Aside from constructing a remarkably baroque but (I hope!) properly positioned shelf for my computer mouse — all in an effort to reduce the increasing pain in virtually every joint in my right arm — I also read Tyler Cowen’s Create Your Own Economy this weekend. I don’t really trust myself to blog an overall reaction to it, so instead I offer up this excerpt for discussion. It’s a comparison of traditional culture, in which the artist produces a sustained, integrated performance of some kind, to modern culture, which we increasingly create ourselves by stitching together bits and pieces:
Today we don’t usually receive comedy, tragedy, and the sublime all in ready-to-consume, prepackaged form. As I’ve stated, we’re more interested in this idea of assembling the bits ourselves.

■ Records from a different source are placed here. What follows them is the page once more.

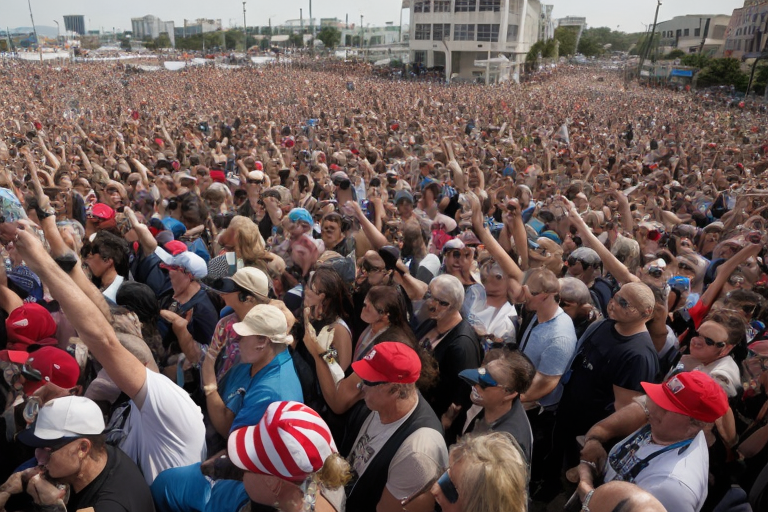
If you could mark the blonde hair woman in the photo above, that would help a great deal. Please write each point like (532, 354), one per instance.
(487, 473)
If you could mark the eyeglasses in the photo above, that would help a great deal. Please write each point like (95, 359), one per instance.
(429, 296)
(371, 384)
(735, 280)
(710, 342)
(572, 261)
(485, 380)
(623, 303)
(448, 488)
(367, 268)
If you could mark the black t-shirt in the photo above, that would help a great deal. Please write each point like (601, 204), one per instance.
(605, 360)
(120, 487)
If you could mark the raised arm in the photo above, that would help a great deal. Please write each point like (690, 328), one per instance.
(374, 236)
(610, 264)
(93, 328)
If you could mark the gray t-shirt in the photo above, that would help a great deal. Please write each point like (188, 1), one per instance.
(550, 346)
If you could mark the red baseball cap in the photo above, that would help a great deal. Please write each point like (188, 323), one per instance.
(175, 247)
(55, 366)
(30, 324)
(693, 394)
(102, 211)
(14, 356)
(218, 176)
(389, 361)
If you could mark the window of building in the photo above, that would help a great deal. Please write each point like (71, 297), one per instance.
(511, 33)
(442, 6)
(490, 5)
(488, 32)
(422, 31)
(463, 32)
(465, 6)
(441, 31)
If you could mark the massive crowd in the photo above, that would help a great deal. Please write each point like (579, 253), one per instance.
(265, 289)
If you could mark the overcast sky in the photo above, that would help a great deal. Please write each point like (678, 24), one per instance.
(627, 15)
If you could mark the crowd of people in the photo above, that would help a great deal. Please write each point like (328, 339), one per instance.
(306, 288)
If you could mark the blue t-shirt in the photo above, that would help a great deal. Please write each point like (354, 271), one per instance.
(550, 346)
(248, 397)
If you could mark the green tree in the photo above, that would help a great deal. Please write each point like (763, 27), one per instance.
(330, 36)
(723, 72)
(695, 60)
(675, 54)
(567, 37)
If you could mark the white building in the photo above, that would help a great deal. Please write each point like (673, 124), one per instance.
(152, 26)
(746, 32)
(574, 21)
(687, 33)
(547, 23)
(473, 38)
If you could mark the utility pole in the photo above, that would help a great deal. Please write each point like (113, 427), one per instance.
(34, 29)
(245, 32)
(312, 30)
(653, 34)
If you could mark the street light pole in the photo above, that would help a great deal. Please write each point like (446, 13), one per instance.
(245, 32)
(34, 29)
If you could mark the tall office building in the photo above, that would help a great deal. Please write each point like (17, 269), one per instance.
(75, 23)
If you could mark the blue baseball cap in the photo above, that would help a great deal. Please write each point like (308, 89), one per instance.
(301, 215)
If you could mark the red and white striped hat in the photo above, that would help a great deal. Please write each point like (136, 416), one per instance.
(291, 441)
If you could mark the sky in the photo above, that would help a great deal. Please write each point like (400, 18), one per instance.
(628, 16)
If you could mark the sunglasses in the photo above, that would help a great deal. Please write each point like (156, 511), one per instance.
(367, 268)
(447, 487)
(429, 296)
(622, 302)
(372, 384)
(485, 381)
(712, 343)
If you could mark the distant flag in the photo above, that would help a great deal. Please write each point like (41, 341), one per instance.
(562, 135)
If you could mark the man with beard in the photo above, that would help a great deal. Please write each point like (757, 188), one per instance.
(496, 389)
(69, 440)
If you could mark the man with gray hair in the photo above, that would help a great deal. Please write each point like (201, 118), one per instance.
(576, 301)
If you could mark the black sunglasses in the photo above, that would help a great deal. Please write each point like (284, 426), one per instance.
(712, 343)
(429, 296)
(371, 384)
(449, 489)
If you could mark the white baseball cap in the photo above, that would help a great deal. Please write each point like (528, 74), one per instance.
(64, 418)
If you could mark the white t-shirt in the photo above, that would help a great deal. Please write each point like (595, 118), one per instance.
(725, 371)
(499, 321)
(422, 456)
(167, 431)
(677, 480)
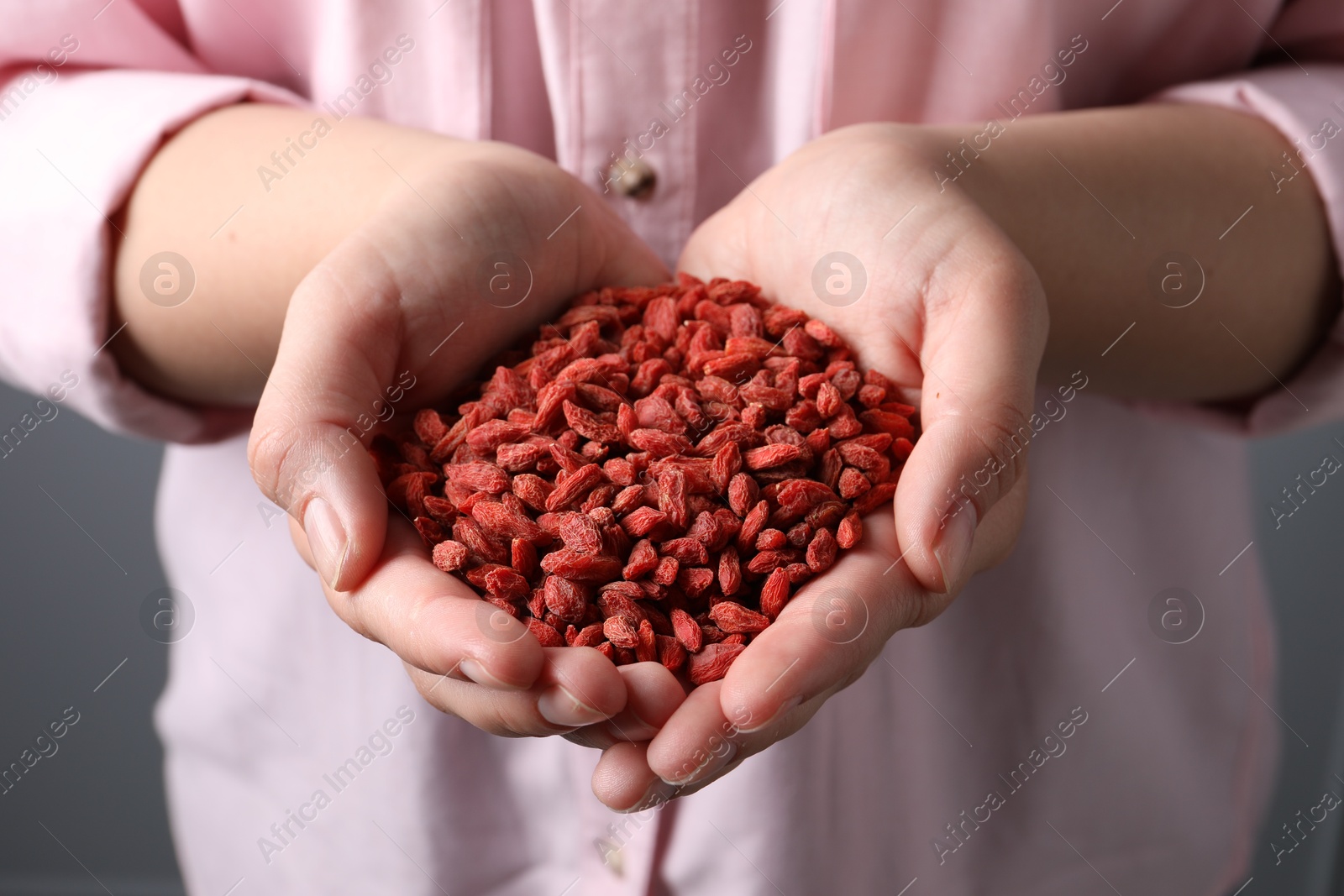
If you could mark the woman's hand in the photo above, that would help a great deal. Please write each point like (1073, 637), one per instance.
(474, 249)
(932, 293)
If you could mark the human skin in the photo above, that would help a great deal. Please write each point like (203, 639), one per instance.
(1030, 265)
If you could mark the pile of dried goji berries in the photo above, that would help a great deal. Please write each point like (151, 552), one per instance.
(656, 473)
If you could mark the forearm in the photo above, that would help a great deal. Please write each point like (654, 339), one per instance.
(214, 347)
(1097, 197)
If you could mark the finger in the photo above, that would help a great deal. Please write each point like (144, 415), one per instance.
(363, 327)
(306, 450)
(578, 687)
(436, 622)
(980, 354)
(300, 539)
(652, 696)
(699, 743)
(828, 631)
(624, 781)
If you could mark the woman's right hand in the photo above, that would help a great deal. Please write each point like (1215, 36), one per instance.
(470, 250)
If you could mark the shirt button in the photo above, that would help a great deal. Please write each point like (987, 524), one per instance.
(612, 855)
(635, 179)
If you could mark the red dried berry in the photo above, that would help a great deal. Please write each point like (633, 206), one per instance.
(659, 474)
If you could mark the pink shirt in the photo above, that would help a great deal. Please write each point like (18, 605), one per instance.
(947, 768)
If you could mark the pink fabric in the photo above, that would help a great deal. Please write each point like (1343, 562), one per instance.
(1159, 789)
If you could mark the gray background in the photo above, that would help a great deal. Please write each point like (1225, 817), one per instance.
(80, 559)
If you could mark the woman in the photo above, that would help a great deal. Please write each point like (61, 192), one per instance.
(293, 208)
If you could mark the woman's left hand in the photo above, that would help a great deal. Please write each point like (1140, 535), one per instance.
(853, 230)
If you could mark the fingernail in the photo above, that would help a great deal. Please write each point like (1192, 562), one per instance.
(476, 672)
(327, 540)
(659, 793)
(562, 708)
(785, 708)
(712, 766)
(952, 548)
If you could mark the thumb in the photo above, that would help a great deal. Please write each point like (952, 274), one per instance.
(328, 385)
(979, 356)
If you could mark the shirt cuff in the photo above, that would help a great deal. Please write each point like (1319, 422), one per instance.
(71, 154)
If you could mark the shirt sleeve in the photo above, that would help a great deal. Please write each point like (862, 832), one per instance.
(82, 110)
(1303, 96)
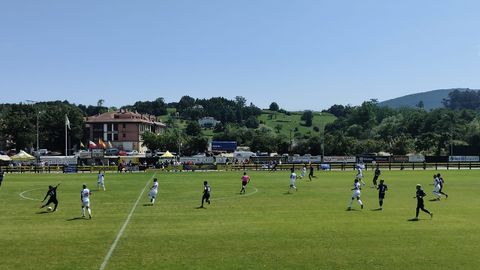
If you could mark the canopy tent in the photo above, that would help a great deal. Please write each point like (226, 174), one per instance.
(22, 156)
(5, 158)
(167, 155)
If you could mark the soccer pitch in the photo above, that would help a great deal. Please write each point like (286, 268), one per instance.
(265, 229)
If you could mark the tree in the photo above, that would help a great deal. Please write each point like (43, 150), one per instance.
(307, 117)
(193, 129)
(186, 102)
(274, 107)
(252, 122)
(278, 128)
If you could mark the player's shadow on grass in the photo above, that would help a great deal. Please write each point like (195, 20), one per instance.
(76, 218)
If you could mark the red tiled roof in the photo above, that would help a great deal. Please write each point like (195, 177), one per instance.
(124, 117)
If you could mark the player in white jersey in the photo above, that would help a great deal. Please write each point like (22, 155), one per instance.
(85, 198)
(293, 177)
(101, 180)
(153, 191)
(359, 175)
(304, 171)
(356, 194)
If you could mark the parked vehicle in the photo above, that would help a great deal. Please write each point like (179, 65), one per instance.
(132, 153)
(111, 152)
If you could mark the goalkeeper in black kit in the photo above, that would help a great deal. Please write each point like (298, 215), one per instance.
(52, 192)
(382, 189)
(420, 204)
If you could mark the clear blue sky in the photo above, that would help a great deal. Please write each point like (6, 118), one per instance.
(302, 54)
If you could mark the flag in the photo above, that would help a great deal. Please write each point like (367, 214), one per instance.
(67, 122)
(102, 144)
(91, 144)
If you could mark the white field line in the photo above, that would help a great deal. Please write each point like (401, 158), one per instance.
(120, 233)
(237, 196)
(28, 198)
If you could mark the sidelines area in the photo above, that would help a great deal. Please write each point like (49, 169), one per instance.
(124, 226)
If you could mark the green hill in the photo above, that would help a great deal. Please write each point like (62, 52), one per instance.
(280, 122)
(291, 122)
(431, 99)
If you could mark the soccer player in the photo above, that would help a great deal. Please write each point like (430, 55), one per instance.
(441, 182)
(304, 172)
(356, 194)
(310, 175)
(52, 192)
(153, 191)
(376, 175)
(206, 193)
(85, 198)
(245, 181)
(293, 177)
(420, 204)
(101, 180)
(382, 189)
(359, 175)
(2, 173)
(436, 187)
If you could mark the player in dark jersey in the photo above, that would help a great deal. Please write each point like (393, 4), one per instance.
(376, 175)
(52, 192)
(382, 189)
(420, 204)
(441, 182)
(2, 173)
(206, 193)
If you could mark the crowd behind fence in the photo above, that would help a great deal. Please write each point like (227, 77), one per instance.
(243, 167)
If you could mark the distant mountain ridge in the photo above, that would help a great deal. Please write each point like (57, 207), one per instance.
(431, 99)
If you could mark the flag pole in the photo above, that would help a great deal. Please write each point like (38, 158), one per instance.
(66, 136)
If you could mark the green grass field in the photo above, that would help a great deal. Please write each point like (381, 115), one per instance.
(267, 229)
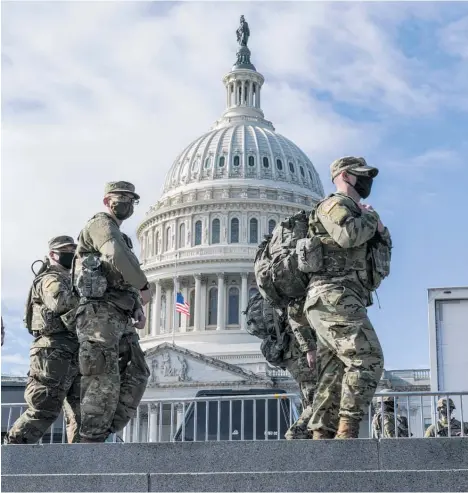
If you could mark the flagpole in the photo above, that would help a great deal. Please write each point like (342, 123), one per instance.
(174, 301)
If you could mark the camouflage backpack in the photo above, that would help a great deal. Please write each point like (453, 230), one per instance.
(266, 324)
(276, 263)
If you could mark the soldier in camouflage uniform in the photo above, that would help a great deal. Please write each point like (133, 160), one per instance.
(281, 348)
(388, 417)
(300, 360)
(355, 255)
(440, 429)
(113, 289)
(53, 378)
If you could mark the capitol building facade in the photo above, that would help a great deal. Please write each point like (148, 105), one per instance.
(224, 192)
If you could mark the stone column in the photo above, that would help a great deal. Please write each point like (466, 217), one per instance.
(203, 303)
(153, 422)
(197, 319)
(221, 302)
(156, 312)
(244, 299)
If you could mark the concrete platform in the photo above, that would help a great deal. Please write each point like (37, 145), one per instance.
(295, 466)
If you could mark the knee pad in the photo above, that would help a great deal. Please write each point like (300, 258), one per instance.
(96, 359)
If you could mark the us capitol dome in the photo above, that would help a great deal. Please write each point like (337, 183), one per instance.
(223, 193)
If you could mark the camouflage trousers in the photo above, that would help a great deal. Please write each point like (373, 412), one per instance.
(53, 382)
(349, 356)
(306, 378)
(114, 370)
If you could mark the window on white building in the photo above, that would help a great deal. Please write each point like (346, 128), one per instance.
(234, 230)
(198, 233)
(182, 235)
(271, 226)
(253, 230)
(192, 308)
(215, 231)
(233, 306)
(168, 238)
(163, 313)
(213, 306)
(252, 292)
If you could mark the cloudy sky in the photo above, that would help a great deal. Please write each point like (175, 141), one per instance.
(93, 92)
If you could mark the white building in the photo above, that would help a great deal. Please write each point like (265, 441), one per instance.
(224, 192)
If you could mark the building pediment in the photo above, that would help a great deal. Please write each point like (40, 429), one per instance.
(174, 366)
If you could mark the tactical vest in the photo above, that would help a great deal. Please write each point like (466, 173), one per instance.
(39, 320)
(371, 261)
(276, 265)
(98, 280)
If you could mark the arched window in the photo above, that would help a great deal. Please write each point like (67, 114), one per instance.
(198, 233)
(215, 231)
(213, 306)
(182, 235)
(252, 292)
(156, 244)
(192, 308)
(234, 230)
(271, 226)
(253, 231)
(233, 306)
(168, 238)
(163, 314)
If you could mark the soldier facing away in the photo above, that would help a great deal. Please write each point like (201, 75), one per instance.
(53, 378)
(441, 428)
(384, 419)
(281, 348)
(350, 260)
(113, 289)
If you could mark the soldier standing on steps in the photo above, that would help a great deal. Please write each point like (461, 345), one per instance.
(355, 257)
(53, 378)
(441, 428)
(113, 289)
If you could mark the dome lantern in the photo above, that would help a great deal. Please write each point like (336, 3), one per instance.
(243, 86)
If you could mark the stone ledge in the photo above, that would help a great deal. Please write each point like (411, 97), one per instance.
(191, 457)
(75, 482)
(300, 481)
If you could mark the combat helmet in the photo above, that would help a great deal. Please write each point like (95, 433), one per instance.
(442, 402)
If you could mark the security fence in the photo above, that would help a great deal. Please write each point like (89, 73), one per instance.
(257, 417)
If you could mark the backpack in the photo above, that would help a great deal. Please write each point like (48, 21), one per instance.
(276, 263)
(266, 324)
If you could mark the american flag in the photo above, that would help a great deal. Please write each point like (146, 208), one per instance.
(181, 305)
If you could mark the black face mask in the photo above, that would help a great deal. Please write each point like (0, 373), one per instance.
(66, 259)
(122, 210)
(363, 186)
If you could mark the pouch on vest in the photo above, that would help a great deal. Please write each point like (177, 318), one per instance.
(91, 282)
(309, 254)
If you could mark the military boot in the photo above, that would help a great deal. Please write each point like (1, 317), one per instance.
(348, 428)
(323, 435)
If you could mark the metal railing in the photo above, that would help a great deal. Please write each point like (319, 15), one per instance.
(256, 417)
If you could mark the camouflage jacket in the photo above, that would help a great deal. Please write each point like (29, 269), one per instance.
(345, 231)
(440, 429)
(102, 236)
(51, 298)
(389, 429)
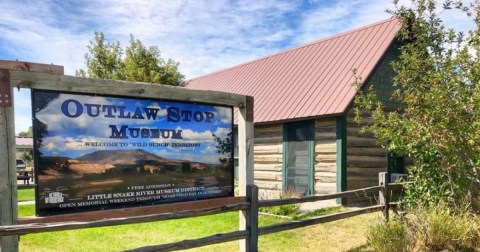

For all its virtues, it takes well over three hours to hear Don Giovanni straight through, perhaps four hours with intermission. Plus the libretto is in Italian. And if you want to see it live, a good ticket can cost hundreds of dollars plus travel costs.
So we instead pick up cultural moods and inputs we want from disparate sources and bring them together through self-assembly. We take a joke from YouTube, a terrifying scene from a Japanese slasher movie, a melody from a three-minute iTunes purchase, and the sublime from our memories of last year’s visit to the Grand Canyon, perhaps augmented through a photograph. The result is a rich and varied stream of inner experience.
Tyler’s contention is that the “mental ordering” involved in collecting lots of cultural bits and then obsessively organizing them can be every bit as gratifying and inspiring as consuming a play by Shakespeare or a novel by Faulkner (or a Broadway show or a genre romance novel). But this strikes me as a chimera: it’s like comparing your own amateur piano playing with taking in a performance by Glenn Gould. They’re both worthwhile activities, and the former can illuminate the latter, but that doesn’t mean you get the same thing out of them. That’s because Gould is a genius and you’re not. There’s more to art than whether it lights up your brain’s pleasure centers.
It’s unfair to offer just this short excerpt without more of Tyler’s surrounding argument, but one way or another an awful lot of the book hinges on the idea expressed here: namely that obsessive mental ordering of cultural bits is increasingly providing a substitute for the enjoyment of traditional, long-form art created by others. He might be right that this is happening, but I’m double plus unconvinced that it’s as positive a development as he suggests. Opinions?